The emergence of post-quantum cryptography

Post-quantum cryptography (PQC) refers to cryptographic algorithms that are resistant to attacks by both classical (i.e., the non-quantum ones we use today) and quantum computers. These algorithms are based on mathematical problems that are believed to be computationally hard for both types of computers. They serve as a backup plan to ensure that our data remains secure in a future where powerful quantum computers exist.

While PQC has been a topic of research and development for many years, it’s only just now starting to see early applications in the consumer protection space. This is due to a number of factors, including the increasing maturity of PQC algorithms and the growing awareness of the threat of quantum attacks. Last month, for example, Chrome just began supporting a PQC algorithm, though it will not be in wide use yet and will be dependent on broader ecosystem support.

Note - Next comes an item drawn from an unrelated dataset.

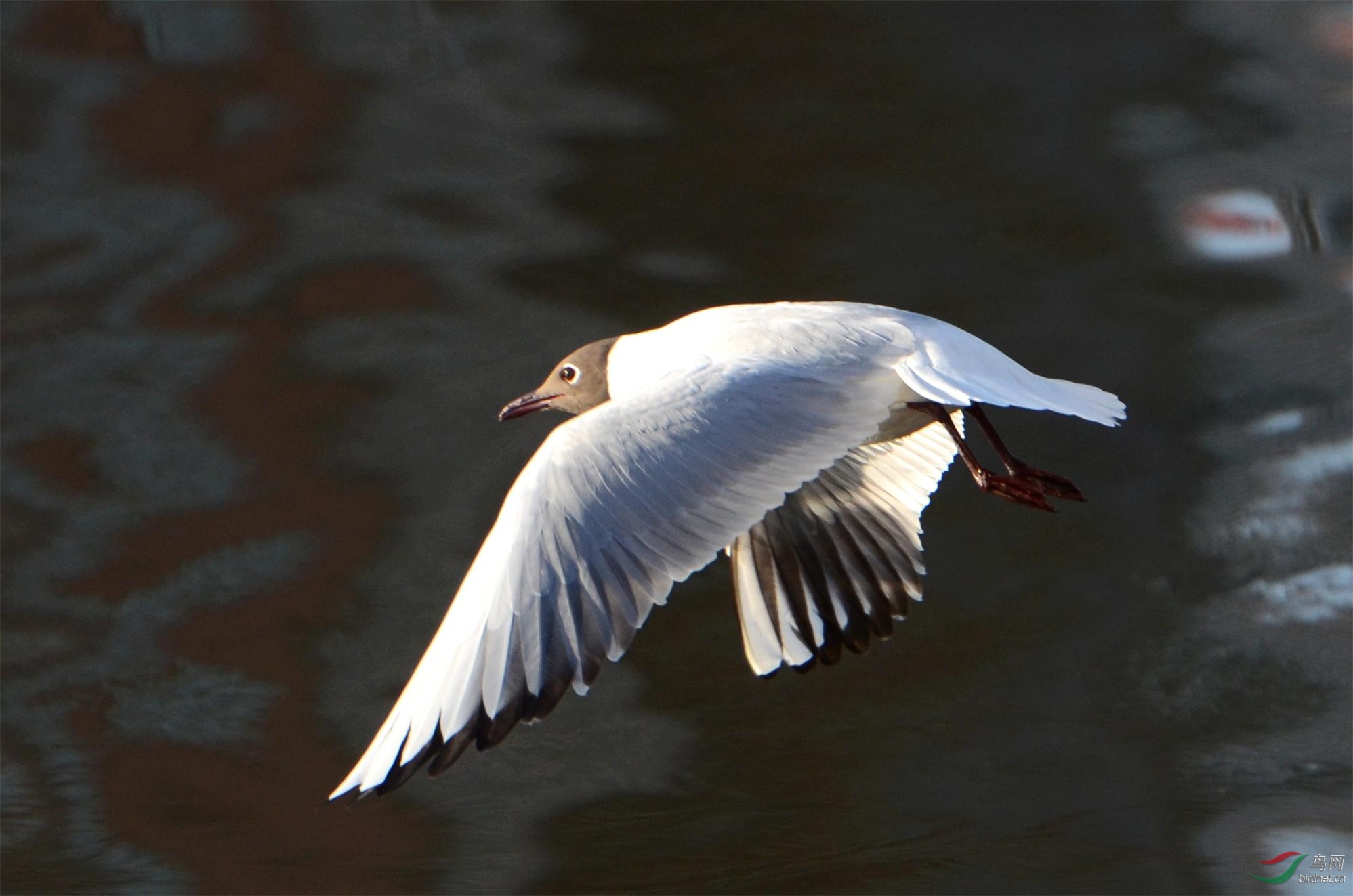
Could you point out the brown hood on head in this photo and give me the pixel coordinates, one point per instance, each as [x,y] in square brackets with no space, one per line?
[577,383]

Hybrid cryptography for comprehensive defense

One of the challenges of post-quantum cryptography is that it’s still in the early stages of development, lacking the track record of the widely used and time-proven classical cryptography of today. That’s where hybrid cryptography comes in, providing a two-layered shield of sorts.

“A hybrid approach means that users are safe from attacks by classical computers without relying on post-quantum algorithms, and they also have the best chance we know of today of being safe from attacks by quantum computers,” explains Peter Membrey, Chief Engineering Officer at ExpressVPN. “Post-quantum algorithms are still relatively new and less battle-tested. By leaving classical cryptography in the hands of existing tried-and-true standards, we can ensure any unforeseen issues with post-quantum algorithms don’t impact the security or integrity of the broader cryptographic infrastructure—and by extension the security of users.”

As messaging app Signal recently explained in an announcement about quantum-resistant encryption, instead of replacing any existing classical cryptography, they use PQC to “[augment] existing cryptosystems such that an attacker must break both systems in order to compute the keys protecting people’s communications.”

The future of PQC in consumer applications

Recent advances in PQC in consumer apps are the vanguard of a new era in cybersecurity and a sign that the tech industry is taking quantum threats seriously. As quantum computing moves from science fiction to reality, the question isn’t whether we need post-quantum cryptography—it’s how quickly we can make it a standard feature in our digital lives. The clock is ticking, and soon more consumers will be asking not just what their apps are doing to protect their data today, but also how they’re preparing for the threats of tomorrow.